I remember filing down the heel of the blade of both Global and Victorinox chefs knife with a steel file out of a DIY tool box. As it turned out the Global knife was a lot easier to file than the Victorinox, because I've had both knifes for so long the blade had become uneven at the heel of the blade. The only way to have made the blade even again was to file off the protruding point at the heel of the blade.

Sure I like the idea to invest in a new knife and even a new steel.

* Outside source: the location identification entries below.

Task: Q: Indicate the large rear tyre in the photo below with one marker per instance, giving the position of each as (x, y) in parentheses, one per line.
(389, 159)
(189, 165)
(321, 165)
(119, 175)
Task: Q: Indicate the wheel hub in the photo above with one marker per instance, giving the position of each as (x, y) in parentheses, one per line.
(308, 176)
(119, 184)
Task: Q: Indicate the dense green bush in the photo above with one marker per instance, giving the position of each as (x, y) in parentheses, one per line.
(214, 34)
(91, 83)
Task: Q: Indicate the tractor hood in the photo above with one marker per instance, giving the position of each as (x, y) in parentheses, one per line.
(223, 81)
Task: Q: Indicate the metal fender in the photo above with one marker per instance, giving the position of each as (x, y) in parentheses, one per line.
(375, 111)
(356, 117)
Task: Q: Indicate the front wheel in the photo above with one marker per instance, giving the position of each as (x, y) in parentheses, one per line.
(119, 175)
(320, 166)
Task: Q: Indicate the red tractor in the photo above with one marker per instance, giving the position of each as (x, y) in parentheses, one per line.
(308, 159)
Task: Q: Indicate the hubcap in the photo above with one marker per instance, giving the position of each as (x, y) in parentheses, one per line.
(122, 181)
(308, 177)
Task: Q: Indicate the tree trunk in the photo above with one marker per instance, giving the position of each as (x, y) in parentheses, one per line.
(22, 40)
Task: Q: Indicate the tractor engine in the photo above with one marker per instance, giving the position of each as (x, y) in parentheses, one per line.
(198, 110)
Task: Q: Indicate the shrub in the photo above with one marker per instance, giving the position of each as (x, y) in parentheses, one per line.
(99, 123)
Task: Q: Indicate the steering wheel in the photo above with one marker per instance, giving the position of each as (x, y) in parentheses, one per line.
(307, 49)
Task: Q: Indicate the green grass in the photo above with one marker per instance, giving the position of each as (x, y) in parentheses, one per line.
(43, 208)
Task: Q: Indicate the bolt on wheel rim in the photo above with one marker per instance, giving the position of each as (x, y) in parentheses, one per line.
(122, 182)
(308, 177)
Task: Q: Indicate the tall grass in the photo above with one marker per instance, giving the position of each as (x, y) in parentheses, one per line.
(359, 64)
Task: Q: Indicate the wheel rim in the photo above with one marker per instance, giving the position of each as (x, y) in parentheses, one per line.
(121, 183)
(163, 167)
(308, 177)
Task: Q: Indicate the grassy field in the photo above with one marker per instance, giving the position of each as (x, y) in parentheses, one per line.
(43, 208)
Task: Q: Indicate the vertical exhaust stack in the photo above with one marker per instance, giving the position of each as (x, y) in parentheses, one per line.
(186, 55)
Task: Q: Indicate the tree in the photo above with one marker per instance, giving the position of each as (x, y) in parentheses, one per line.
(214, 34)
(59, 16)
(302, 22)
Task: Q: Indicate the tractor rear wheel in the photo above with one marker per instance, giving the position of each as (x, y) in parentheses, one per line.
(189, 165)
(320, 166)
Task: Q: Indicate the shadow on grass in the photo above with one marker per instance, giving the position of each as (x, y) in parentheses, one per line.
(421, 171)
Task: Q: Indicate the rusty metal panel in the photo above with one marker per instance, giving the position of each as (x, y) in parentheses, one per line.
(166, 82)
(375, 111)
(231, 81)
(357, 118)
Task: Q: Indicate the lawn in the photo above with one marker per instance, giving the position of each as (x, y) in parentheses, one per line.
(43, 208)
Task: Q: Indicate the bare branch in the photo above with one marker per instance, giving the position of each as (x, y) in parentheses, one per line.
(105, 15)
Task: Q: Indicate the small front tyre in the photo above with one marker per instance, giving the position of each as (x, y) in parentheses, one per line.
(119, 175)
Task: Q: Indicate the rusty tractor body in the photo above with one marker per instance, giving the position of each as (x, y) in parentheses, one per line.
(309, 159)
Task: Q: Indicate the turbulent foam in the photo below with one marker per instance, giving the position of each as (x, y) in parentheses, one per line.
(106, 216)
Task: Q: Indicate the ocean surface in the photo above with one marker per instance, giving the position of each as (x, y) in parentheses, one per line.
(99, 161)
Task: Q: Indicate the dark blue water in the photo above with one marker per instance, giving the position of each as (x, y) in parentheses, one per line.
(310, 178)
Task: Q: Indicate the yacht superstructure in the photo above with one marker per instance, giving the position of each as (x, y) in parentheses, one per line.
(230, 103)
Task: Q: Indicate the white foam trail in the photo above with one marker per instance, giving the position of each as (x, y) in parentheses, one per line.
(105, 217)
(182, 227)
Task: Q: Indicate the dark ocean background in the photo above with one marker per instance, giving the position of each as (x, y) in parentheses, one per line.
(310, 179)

Even after so much use and abuse of the knives I have though they are still better than all of the hotel kitchen knives, and better than all the knives that the chefs who have bought a knife set from antony warrall thompson at tesco supermarket.


----------



## jack gelder (Apr 28, 2012)

Brilliant answer


----------



## duckfat (Aug 7, 2008)

Steels can loose their effectiveness over time. You can clean them by putting some Kosher salt in a damp bar towel and wrapping it around the steel. Twist the steel in the damp towel and the salt will clean the grooves. Not a viable long term solution but it can do the trick when needed.

Dave


----------



## chefedb (Apr 3, 2010)

Soak them in vinegar for a while, in a 2 inch hotel pan then rub with green scrubee.


----------



## foodpump (Oct 10, 2005)

There is a difference between monocrystaline diamond stones and polycrystaline.  The  monocrystaline have very few facets and don't break down quickly, this is the more expensive type of abrasive. The polycrystalines are made up of a lot of facets and tend to break down very quickly. 

Don't forget, diamonds are not indestructable! Ask any jewe!er and they will tell you that just by wearing a diamond ring in normal daily life you can fracture and chip the diamond quite easily.

I'm with BDL on diamond steels though, not very fond of them, and for the very same reasons BDL is.


----------